Avoiding alien marine invaders
Picture a young man seated on the deck of an old wooden sailing ship, a whaling vessel made of white oak, yellow pine and hemlock, built in 1841, the last of its kind. He is reading—what else?—"Moby Dick."
"In the classroom, 'Moby Dick' would still be a wonderful book, but at the Mystic Seaport, you got to live the book," says UC Davis graduate student Eliot Crafton. His love of the ocean eventually led him to the Bodega Marine Laboratory, where he is developing a tool that will anticipate—and possibly prevent—the arrival of new invasive marine species.
From zebra mussels and marine snails to algae and other aquatic plants, invasive non-native species wreak havoc on coastal ecosystems and fishing economies around the world by forcing out native life and disrupting the natural order. The U.S. alone spends more than $120 billion annually in efforts to control invasive species.
International trade and global climate change are both accelerating the problem.
"Everything is global now, but the problem of invasive species is particularly global," Crafton says. "Every bit of research shows that the more trade increases, the more invasive species are transported, especially in marine ecosystems."
Organisms enter new environments by hitching a ride on container ships. Often they are transported from their native habitats in ballast water, which is then discharged when cargoes are off-loaded. Others attach themselves to hulls of ships, and spread once they arrive at a new port.
Crafton hopes to stem the tide of alien invaders with a computer-based tool that will help regulatory agencies anticipate where invasive species are most likely to gain a foothold, so they can take protective measures in advance.
The tool that uses statistical modeling to assess which species might arrive in a specific location, and whether they will be able to survive in the new environment. "This tool gives us something we can do now to prevent further degradation of coastal environments," Crafton says.
"It will predict not only under current conditions, including current shipping patterns, but you can plug in future conditions: climate change and economic projections. For example, if you create these new ports, how will that influence the risk associated with invasions?
Averting a billion-dollar threat
Invasive species are often small creatures, such as clams or algae, but they pose enormous problems.
The zebra mussel, for instance, is an unprepossessing native of southern Russia. It was first spotted in the Great Lakes in 1988. Scientists believe it came in through the ballast water in ships.
Zebra mussels out-compete native mussel species and are poisonous to birds. Along with those environmental impacts, there are economic costs: As zebra mussels spread, they have damaged harbors, waterways, ships, water treatment facilities and even power plants. The cost of controlling the mussels in the Great Lakes alone is estimated at $500 million annually.
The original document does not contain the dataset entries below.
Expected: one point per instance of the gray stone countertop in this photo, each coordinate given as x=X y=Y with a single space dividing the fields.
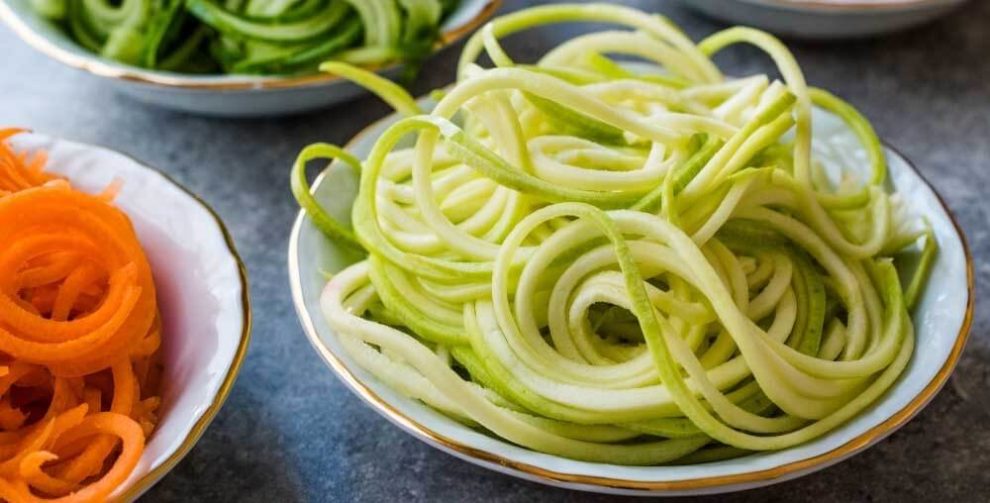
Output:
x=290 y=431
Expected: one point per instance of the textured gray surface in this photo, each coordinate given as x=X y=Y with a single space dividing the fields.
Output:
x=291 y=432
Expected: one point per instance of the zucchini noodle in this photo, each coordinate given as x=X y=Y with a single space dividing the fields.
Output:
x=624 y=263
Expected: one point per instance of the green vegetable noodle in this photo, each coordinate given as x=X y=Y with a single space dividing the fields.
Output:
x=631 y=262
x=251 y=36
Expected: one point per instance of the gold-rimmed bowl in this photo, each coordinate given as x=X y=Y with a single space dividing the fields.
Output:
x=218 y=95
x=826 y=19
x=202 y=293
x=942 y=321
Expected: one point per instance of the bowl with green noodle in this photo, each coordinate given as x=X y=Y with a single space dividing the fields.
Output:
x=637 y=279
x=259 y=59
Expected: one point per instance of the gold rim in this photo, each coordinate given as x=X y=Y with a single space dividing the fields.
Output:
x=763 y=477
x=96 y=66
x=149 y=479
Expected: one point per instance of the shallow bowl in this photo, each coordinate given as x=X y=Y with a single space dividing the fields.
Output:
x=202 y=293
x=217 y=95
x=942 y=320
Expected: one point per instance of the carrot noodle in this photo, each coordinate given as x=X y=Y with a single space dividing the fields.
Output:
x=80 y=332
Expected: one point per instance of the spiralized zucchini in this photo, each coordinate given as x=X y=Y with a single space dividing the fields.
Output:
x=251 y=36
x=623 y=263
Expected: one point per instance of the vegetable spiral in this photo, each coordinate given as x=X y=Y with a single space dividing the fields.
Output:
x=79 y=338
x=251 y=36
x=629 y=264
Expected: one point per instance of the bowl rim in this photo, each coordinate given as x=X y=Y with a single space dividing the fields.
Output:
x=146 y=481
x=832 y=6
x=95 y=65
x=553 y=477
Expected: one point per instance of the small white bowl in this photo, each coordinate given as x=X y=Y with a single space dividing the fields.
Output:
x=217 y=95
x=202 y=293
x=826 y=19
x=942 y=321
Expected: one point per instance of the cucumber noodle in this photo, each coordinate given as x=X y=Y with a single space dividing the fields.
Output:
x=619 y=266
x=251 y=36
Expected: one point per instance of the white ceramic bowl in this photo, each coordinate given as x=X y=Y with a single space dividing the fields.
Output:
x=217 y=95
x=202 y=293
x=826 y=19
x=942 y=322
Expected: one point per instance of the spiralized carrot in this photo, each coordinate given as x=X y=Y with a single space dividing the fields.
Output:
x=80 y=334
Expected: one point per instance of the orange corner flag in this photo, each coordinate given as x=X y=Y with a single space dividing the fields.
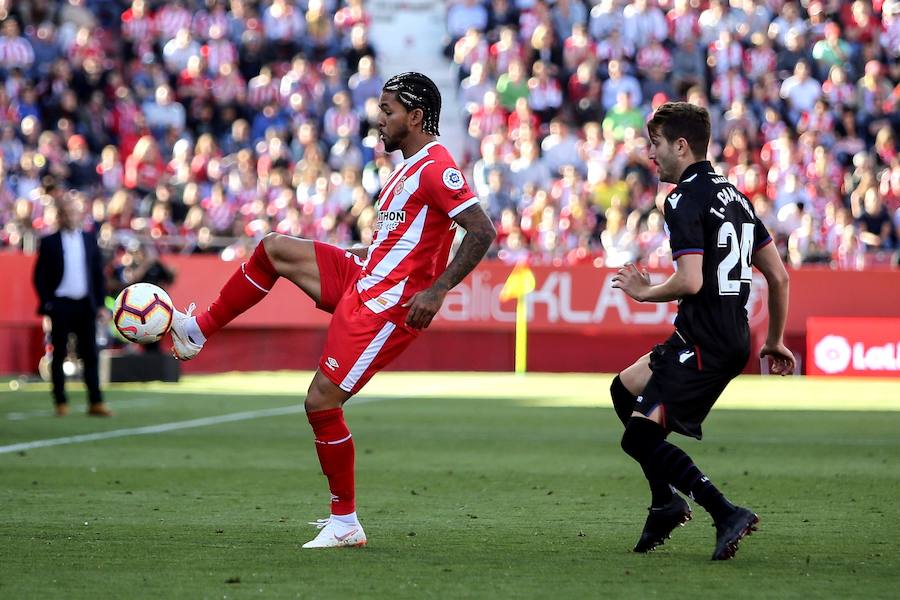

With new port construction at an all-time high around the world, Crafton foresees similar problems unfolding in coastal areas from Turkmenistan to Cuba. Climate change, which alters wildlife habitat, is expected to accentuate the problem.
"The U.S. historically has taken a reactive approach," Crafton said. "But once a species is established, it can be difficult and expensive to get rid of them. Sometimes it's not possible.
"If we can prevent new species from arriving, we can avoid the extraordinary costs of maintaining ecosystems."
Inspiring future marine biologists
Crafton, a recipient of a National Science Foundation fellowship, also is teaching Tomales Bay public school students to explore scientific questions about marine environments based on their own observations—much the way Crafton forged his own career.
After graduating from Williams College in Massachusetts, he taught environmental education to children in the San Francisco Bay Area and did environmental restoration for the Golden Gate Parks Conservancy. Crafton came to Davis on a recommendation from his mentor, marine biologist Jim Carlton.
Part of the attraction was the chance to apply his research to creating solutions to real world problems.
Crafton is especially concerned with minimizing the ecological impacts that occur as a result of human activity. It's a concern, he points out, shared by his inspiration, Herman Melville, writing nearly 200 years ago about the fate of the buffalo.
"Though so short a period ago—not a good lifetime—the census of the buffalo in Illinois exceeded the census of men now in London… at the present day not one horn or hoof of them remains in all that region. The cause of this wondrous extermination was the spear of man."